Charater Build Information
Most of this is still under construction/being thought over
- PCs will be initially built with 75 build points. Up to 35 points in disadvantages may be selected to increase this.
- I recommend GURPS Character Assistant to help keep track of the character’s details.
- Racial templates should be applied to make a specific character resemble a “classic” D&D race. Even though the base GURPS rules assumes that the “default” race is human, and normally wouldn’t require additional structure, the template given below is designed to “simulate” the choice of a human character in the D&D rules. This is not required, and more “advanced” players may build their human character without using this template. Note: there are many racial templates available from different sources. Many will not be appropriate to the D&D world, but many will be, and may be used in place of the ones given below. If there are more than one template available for a given race (GURPS Fantasy has templates for halflings and dwarves…. but so does Dungeon Fantasy), please check with the GM (me).
- I have created some racial templates with the goal of making the GURPS races resemble, as much as possible, races found in D&D 3.5 and Pathfinder. The “basic” GURPS character is assumed to be human, so the Human template given here doesn’t really need to be used. I include it as a way to try to capture the “spirit” of the D&D/Pathfinder human race.:
- I have also created templates for classes that resemble those found in D&D 3.5 and Pathfinder. Remember that GURPS does not enforce a class structure; these templates are not intended to be rigid, but to provide a structure for the archetypes represented by a class.
- These templates are designed to generate a complete new character. Each racial template is 40 points, and each class template is 60 points. A race/class selection can be played as-is, or customized as the player sees fit. When customizing, care should be taken to not let a character stray too far from the archetype selected.
- In order to keep with the D&D theme, the characters should be built to mostly resemble the archetype classes present in D&D. Steve Jackson games has a series of supplements called Dungeon Fantasy , which provides a lot of good information on how to accomplish this. You won’t be able to use any of the Dungeon Fantasy templates directly, since they are for 250 point characters, but you can get a good idea of which way to go.

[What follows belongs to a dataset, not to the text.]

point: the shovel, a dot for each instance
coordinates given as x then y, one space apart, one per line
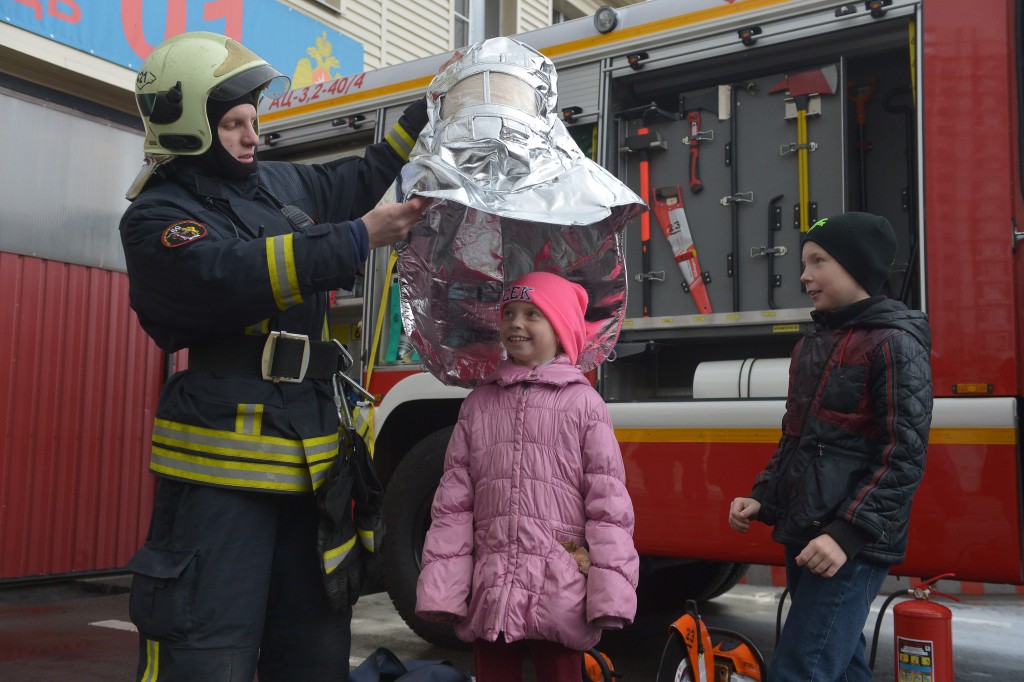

- Wizards: Use the super-memorization advantage to buy slots for spells. These slots need to be big enough to hold the spell-skill associated with the spell you cast. For spells found in spellbooks (including your own) or scrolls, ignore any prerequisites referring to another spell; it is assumed that the spell contains its own basic components. If you wish to research a new spell, you will need access to all of the prerequisite spells (including prerequisites of prerequisites as far back as they go). You must meet any Magery prerequisites. Prohibited schools of magic: (under construction). Do not neglect accessory skills (e.g. Innate attack skills for targeting ranged magic)
- Sorcerers: Use the base magic system as written. Spells are skills that you must invest points into. Do not neglect accessory skills (e.g. Innate attack skills for targeting ranged magic). Prohibited schools: same as wizard
- Clerics, Druids, Ranger, Paladins: Use Power Investure instead of Magery. Prohibited schools: (under construction)
- Psionics: This does exist in the Aereth world. However, it is extremely rare. Depending on how the powers manifest themselves, a psionic user may find themselves stigmatized, shunned or ostracized. To a peasant in the field, magic is magic; the reaction will be the same as anyone doing something “mysterious” or otherwise “unnatural”. To another magic user, it is something completely different to their experience, and unless they are extremely open-minded about it, they will react negatively. If you wish to have a character with psionic abilities, discuss it with the GM (me). Psionic game mechanics will be from psionics rules in the Characters rule book, supplemented by the Psionic Powers book, and Dungeon Fantasy 14 .
- A “brand new” character starts with 100 points. Currently, I am working with the idea that each 40-50 build points approximately corresponds to a d20 D&D/Pathfinder character level. There are no mechanics in place to enforce a particular character archetype; for the 40-50 point point assumption to be valid, players will need to make sure they maintain the focus of their character concept. There are some templates in the Dungeon Fantasy supplements that will provide guidance on how to build many of the “familiar” character classes (and class combinations).
- A few (typically between 1 and 5) build points will be given out each gaming session, depending on game progress. These points may be spent right away (on things like skill advancement), but most likely some will need to be saved toward purchasing new advantages, buying off disadvantages, and increasing ability scores. Note that for some advantaged, having the points may not be enough – there will need to be an appropriate in-game storyline as well (e.g. The “Trained By A Master” advantage will require that the character find a Master to train under, spend time learning an ancient martial manuscript, or find some other means to acquire the training). Toward this end, the “Improvement Through Study” rules (Basic Set, pg 292) can be used to gain additional abilities beyond the normal point allotment.
- The GURPS system of advancement allows a nice way to achieve “playable” multi-class characters – a quick dip into another discipline does not weaken existing skills significantly. In general, though, there should be a role-playing justification for the acquisition of skills and abilities radically different from those already possessed by the character. The Dungeon Fantasy supplements also contain advice on “multi-lensed” characters.